How much more should the top earner in a company be paid than the lowest earner?

Ten times? 50 times?? 100 times???

A new report from the High Pay Centre notes that, since the late 1990s, executive pay has grown from 60 times that of the average UK worker to nearly 180 times and that more radical action is needed if the gap between top bosses and everyone else is to return to more proportionate levels.

The Government should consider requiring companies to cap executive pay at a fixed multiple of their lowest-paid employee, according to the High Pay Centre think-tank.

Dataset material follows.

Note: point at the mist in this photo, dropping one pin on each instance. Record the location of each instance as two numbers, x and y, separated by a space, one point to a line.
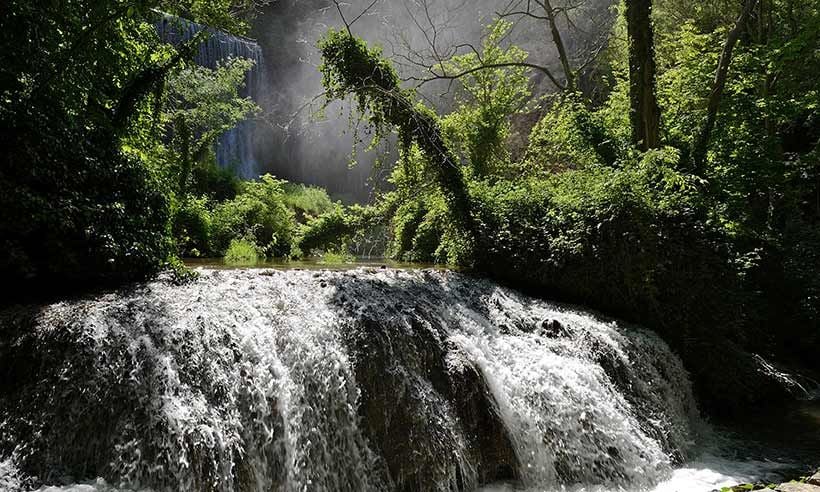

Though a vote in Switzerland proposing a maximum pay ratio of 12:1 between the highest and lowest earners was defeated last year, UK companies John Lewis (for whom my brother works) and TSB have already adopted a less radical 75:1 ratio. The High Pay Centre notes that different ratios could be applied to different sectors, based on the advice of businesses, employees and academic experts.

The report also proposes:

  • Representation for workers on company boards and the ‘remuneration committees’ that set executive pay, as well as on city pay regulators.
  • A national ‘inequality target’ based on previous legally-binding commitments to reduce child poverty and carbon emissions
  • Compulsory profit-sharing, so that if a company does well and the CEO receives a large bonus payment, ordinary workers also receive a windfall.